Finding chardonnay with character at prices that won’t break the bank is often a challenging proposition. With that in mind, I was pleasantly surprised the other day when I opened a bottle of Bourgogne, the broadest appellation in France’s Burgundy, where the region’s famed chardonnays (and pinot noirs) are made in very small quantities and command stratospheric prices.
J.J. Vincent’s 2008 Bourgogne Blanc, by contrast, provides real Burgundy character at the unbeatable price of $15 or under, according to retailers listed on wine-searcher.com. Few chardonnays I’ve tasted recently offer the level of complexity this one does at such a modest price.

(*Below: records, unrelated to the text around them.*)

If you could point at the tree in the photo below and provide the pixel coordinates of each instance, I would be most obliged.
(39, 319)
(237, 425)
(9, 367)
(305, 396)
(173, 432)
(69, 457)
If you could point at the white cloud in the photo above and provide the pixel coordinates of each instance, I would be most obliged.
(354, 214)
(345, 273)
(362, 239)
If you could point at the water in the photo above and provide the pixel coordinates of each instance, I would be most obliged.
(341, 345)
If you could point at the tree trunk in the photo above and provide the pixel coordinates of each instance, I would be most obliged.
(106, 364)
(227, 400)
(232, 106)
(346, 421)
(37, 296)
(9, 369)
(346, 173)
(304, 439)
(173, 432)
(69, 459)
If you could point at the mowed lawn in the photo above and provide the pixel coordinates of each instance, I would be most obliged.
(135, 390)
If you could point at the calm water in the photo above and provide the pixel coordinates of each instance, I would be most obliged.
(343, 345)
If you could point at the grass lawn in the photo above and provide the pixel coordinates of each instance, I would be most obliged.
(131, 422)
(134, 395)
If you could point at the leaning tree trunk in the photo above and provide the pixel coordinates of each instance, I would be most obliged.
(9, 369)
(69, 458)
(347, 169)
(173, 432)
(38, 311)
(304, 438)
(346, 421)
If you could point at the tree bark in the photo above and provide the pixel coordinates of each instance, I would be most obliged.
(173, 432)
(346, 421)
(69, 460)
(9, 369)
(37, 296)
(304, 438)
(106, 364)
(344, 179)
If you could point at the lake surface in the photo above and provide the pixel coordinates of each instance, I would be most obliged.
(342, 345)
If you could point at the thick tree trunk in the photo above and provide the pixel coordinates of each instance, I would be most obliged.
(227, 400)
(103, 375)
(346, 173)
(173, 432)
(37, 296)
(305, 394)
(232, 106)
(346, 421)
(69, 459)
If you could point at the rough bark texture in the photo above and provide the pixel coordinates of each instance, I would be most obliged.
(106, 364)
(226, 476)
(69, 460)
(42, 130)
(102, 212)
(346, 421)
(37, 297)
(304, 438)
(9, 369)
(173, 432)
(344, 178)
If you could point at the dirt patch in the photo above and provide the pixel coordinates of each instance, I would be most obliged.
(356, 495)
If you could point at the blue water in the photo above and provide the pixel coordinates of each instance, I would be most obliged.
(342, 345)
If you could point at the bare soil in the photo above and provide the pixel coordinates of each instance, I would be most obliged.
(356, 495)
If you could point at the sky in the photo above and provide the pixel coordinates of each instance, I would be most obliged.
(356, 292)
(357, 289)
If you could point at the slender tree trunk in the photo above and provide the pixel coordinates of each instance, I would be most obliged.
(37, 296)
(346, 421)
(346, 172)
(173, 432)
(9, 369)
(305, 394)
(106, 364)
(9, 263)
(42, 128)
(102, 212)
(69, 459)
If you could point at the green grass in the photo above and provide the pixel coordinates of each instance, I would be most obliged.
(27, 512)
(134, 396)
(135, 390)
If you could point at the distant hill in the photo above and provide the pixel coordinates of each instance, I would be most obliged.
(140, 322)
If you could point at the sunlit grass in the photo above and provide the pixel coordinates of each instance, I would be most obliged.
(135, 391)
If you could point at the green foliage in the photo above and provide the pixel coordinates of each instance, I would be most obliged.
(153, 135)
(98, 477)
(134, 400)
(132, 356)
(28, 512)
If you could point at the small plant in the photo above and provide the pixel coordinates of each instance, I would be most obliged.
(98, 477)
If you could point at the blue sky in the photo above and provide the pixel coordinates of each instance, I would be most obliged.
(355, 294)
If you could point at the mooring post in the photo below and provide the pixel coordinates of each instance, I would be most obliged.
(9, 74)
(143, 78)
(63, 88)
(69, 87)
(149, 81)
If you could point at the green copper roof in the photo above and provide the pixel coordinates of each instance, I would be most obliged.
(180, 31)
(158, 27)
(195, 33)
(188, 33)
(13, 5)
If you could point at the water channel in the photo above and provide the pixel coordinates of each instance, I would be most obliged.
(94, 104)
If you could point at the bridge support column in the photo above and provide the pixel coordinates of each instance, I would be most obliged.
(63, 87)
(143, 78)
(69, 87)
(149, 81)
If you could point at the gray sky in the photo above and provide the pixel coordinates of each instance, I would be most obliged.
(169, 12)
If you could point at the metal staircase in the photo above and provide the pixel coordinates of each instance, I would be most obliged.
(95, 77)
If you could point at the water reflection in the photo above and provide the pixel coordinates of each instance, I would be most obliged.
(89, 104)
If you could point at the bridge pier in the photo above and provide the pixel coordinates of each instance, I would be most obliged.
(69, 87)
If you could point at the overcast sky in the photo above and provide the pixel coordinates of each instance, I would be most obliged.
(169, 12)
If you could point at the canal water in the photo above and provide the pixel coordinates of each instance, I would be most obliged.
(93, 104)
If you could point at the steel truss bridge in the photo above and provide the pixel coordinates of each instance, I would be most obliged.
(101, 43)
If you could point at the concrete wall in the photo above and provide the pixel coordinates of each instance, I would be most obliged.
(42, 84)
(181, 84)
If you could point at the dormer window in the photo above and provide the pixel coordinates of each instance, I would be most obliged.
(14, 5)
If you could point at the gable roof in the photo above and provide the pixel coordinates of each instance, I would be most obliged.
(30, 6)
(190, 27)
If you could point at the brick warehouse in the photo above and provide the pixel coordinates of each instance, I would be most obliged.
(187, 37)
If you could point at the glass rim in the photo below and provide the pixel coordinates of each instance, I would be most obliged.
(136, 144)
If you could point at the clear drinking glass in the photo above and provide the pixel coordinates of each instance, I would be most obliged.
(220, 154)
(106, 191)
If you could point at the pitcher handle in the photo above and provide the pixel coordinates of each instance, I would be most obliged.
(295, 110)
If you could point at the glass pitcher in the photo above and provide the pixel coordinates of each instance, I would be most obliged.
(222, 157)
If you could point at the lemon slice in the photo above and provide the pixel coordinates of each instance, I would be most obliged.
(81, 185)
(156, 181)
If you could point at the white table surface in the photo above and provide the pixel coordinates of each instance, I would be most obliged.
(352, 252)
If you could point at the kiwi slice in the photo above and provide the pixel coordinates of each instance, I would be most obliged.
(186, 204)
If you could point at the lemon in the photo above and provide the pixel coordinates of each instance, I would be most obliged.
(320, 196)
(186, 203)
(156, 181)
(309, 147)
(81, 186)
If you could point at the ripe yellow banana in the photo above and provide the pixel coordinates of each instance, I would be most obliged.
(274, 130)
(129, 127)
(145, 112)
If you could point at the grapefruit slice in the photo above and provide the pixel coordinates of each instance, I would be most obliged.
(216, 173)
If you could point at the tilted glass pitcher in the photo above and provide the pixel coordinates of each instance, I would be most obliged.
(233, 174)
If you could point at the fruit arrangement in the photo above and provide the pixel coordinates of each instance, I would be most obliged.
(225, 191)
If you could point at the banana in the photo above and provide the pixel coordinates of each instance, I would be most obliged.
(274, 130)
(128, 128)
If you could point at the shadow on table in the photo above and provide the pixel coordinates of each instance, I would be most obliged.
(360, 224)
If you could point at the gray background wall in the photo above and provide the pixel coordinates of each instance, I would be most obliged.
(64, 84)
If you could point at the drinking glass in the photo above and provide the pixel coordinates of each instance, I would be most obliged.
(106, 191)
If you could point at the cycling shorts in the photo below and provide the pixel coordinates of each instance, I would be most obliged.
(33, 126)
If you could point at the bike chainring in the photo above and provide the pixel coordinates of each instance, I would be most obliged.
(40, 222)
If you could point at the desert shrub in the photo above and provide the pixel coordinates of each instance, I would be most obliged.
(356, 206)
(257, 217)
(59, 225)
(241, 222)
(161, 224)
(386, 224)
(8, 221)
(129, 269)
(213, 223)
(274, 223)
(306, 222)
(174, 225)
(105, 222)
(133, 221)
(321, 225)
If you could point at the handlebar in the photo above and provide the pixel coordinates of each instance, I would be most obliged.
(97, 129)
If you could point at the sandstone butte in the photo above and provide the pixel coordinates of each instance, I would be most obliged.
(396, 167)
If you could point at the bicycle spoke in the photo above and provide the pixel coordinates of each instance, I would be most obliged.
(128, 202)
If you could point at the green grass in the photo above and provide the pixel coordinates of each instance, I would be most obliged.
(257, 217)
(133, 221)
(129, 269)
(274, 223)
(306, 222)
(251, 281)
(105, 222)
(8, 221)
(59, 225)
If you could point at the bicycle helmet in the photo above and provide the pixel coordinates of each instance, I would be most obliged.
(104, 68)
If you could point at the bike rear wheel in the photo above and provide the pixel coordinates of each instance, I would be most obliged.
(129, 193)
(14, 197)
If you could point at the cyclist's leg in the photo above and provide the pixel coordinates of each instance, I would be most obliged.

I enjoyed sipping it on its own before dinner and then with grilled wild salmon marinated in soy sauce, maple syrup and lime. Notes of apple, orange and a touch of brown sugar are supported by refreshing acidity and a good deal of minerality on the finish. Oak treatment is subtle. I think this wine, with its roundness, has also benefited from a year or so in the bottle. It will match well with all kinds of seafood, shellfish, chicken and pork dishes. Alcohol is listed at 13 percent.
J.J. Vincent, by the way, is a leading winery in the Mâcon region of southern Burgundy and is best known for Pouilly-Fuissé, including wines produced by its famed Château-Fuissé. Imported by Frederick Wildman and Sons, New York. Received as a press sample.